First, we need to split the data into silent and sound films and re-arrange the new data frames into a wide format.
# Split the data frame containing th quantiles for each Hitchcock film into silent and sound films
df_split <- df_Hitchcock_quantiles %>%
group_by(type) %>%
group_split()
# Create data frames for each type of film and re-arrange to a wide format
df_Hitchcock_silent <- df_split[[1]] %>%
pivot_wider(names_from = quantile, values_from = SL)
df_Hitchcock_sound <- df_split[[2]] %>%
pivot_wider(names_from = quantile, values_from = SL)
| film | type | 0.05 | 0.1 | 0.15 | 0.2 | 0.25 | 0.3 | 0.35 | 0.4 | 0.45 | 0.5 | 0.55 | 0.6 | 0.65 | 0.7 | 0.75 | 0.8 | 0.85 | 0.9 | 0.95 |
|---|---|---|---|---|---|---|---|---|---|---|---|---|---|---|---|---|---|---|---|---|
| Blackmail (1929) | Sound | 1.6 | 1.9 | 2.2 | 2.5 | 2.8 | 3.3 | 3.8 | 4.3 | 4.9 | 5.5 | 6.5 | 7.6 | 9.0 | 10.8 | 12.7 | 15.2 | 19.0 | 26.5 | 42.9 |
| Murder (1930) | Sound | 1.0 | 1.3 | 1.5 | 1.9 | 2.2 | 2.6 | 3.1 | 3.5 | 4.1 | 4.8 | 5.8 | 7.1 | 8.7 | 11.3 | 15.3 | 19.8 | 25.8 | 35.1 | 53.4 |
| The Skin Game (1931) | Sound | 1.0 | 1.2 | 1.5 | 1.8 | 2.2 | 2.5 | 2.9 | 3.5 | 4.1 | 5.0 | 5.8 | 6.7 | 8.2 | 10.3 | 14.7 | 21.8 | 31.0 | 52.2 | 97.3 |
The function to calculate the pairwise quantile differences, qdiff, is simple.
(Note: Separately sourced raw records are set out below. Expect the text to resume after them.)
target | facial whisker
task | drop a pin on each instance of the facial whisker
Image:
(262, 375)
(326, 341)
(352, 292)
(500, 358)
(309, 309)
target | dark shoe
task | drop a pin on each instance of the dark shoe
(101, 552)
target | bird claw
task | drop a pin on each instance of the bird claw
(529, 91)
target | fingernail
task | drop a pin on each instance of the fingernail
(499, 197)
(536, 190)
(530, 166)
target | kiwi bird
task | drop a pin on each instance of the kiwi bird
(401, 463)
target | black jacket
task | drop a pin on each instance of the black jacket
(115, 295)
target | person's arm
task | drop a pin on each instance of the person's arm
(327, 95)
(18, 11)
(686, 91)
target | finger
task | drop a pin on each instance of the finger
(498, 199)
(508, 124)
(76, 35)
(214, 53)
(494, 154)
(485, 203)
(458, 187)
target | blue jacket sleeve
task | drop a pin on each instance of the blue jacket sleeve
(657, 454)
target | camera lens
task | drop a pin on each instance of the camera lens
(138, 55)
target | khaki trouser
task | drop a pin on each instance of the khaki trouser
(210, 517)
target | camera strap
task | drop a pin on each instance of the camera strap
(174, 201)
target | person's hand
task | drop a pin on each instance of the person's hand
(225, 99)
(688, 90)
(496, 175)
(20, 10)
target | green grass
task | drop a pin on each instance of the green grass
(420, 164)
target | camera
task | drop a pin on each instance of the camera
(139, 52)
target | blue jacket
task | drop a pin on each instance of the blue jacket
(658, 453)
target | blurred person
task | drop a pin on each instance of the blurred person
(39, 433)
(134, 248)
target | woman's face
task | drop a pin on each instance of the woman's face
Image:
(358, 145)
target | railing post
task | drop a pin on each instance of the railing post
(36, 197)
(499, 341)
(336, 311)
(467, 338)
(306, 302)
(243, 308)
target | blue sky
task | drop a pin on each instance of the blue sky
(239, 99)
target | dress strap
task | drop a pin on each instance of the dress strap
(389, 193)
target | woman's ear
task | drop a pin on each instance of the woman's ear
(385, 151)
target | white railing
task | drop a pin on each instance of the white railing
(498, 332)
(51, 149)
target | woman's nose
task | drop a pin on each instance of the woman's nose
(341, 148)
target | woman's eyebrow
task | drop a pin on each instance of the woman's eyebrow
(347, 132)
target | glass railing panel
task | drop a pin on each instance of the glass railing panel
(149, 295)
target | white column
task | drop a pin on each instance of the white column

The function takes two matrices of quantiles as inputs and assumes the matrices have equal shapes and that the step in the quantiles are equal. The argument p is the step increase for the quantiles, which in this case is 0.05.
qdiff <- function(x, y, p = 0.05){
df <- data.frame()
for (i in 1:dim(x)[2]){
diff <- as.vector(outer(x[, i], y[, i], '-'))
q <- i * p
df_a <- cbind(rep(q, length(diff)), diff)
df <- rbind(df, df_a)
}
colnames(df) <- c("quantile", "difference")
return(df)
}
To apply the qdiff function to the data for silent and sound films we first drop the columns containing the film title and type because these will not be used in the calculations and convert the data format to a matrix, the input type expected by the function.
# Arrange the data and convert to matrix
df_Hitchcock_silent <- df_Hitchcock_silent %>%
select(-c(film, type)) %>%
as.matrix()
df_Hitchcock_sound <- df_Hitchcock_sound%>%
select(-c(film, type)) %>%
as.matrix()
# Calculate the quantile differences
df_Hitchcock_q_diff <- qdiff(df_Hitchcock_sound, df_Hitchcock_silent)
| quantile | difference |
|---|---|
| 0.05 | 0.4 |
| 0.05 | -0.2 |
| 0.05 | -0.2 |
| 0.05 | -0.1 |
| 0.05 | -0.6 |
| 0.05 | 0.2 |
Now to plot the distributions of the differences:
ggplot(data = df_Hitchcock_q_diff,
aes(x = difference, group = as.factor(quantile), colour = as.factor(quantile))) +
geom_density(size = 0.6) +
labs(title = "Quantile differences", x = "Difference (s)", y = "Density") +
scale_x_continuous(limits = c(-10, 90), breaks = seq(-10, 90, 10)) +
scale_y_continuous(limits = c(0, 1.25), breaks = seq(0, 1.25, 0.25)) +
scale_colour_viridis(name = "Quantile",
labels = c("0.05","0.10","0.15","0.20","0.25","0.30","0.35",
"0.40","0.45","0.50","0.55","0.60","0.65","0.70",
"0.75","0.80", "0.85","0.90", "0.95"),
discrete = TRUE, direction = -1) +
guides(colour = guide_legend(ncol = 2)) +
theme(legend.key.width = unit(0.6, "cm"),
legend.key.height = unit(0.4, "cm"),
legend.position = c(0.75, 0.595),
legend.title = element_text(size = 10),
panel.grid.minor = element_blank(),
axis.title = element_text(size = 10, face = "bold"),
plot.title = element_text(size = 12, face = "bold"),
panel.background = element_rect(fill = "gray85"))
Figure 4B: Difference distributions for pairwise differences between quantiles of shot length distributions of films directed by Alfred Hitchcock, 1927-1932. Positive differences indicate that quartiles the sound films in the sample are higher than those of the silent films.
Summary
If our goal is to understand differences in shot lengths as differences in style between films, the quantile approach described in my article and demonstrated in this tutorial is simple and intuitive to understand and accurately describes the nature of the differences between these shot length distributions and the size of those differences.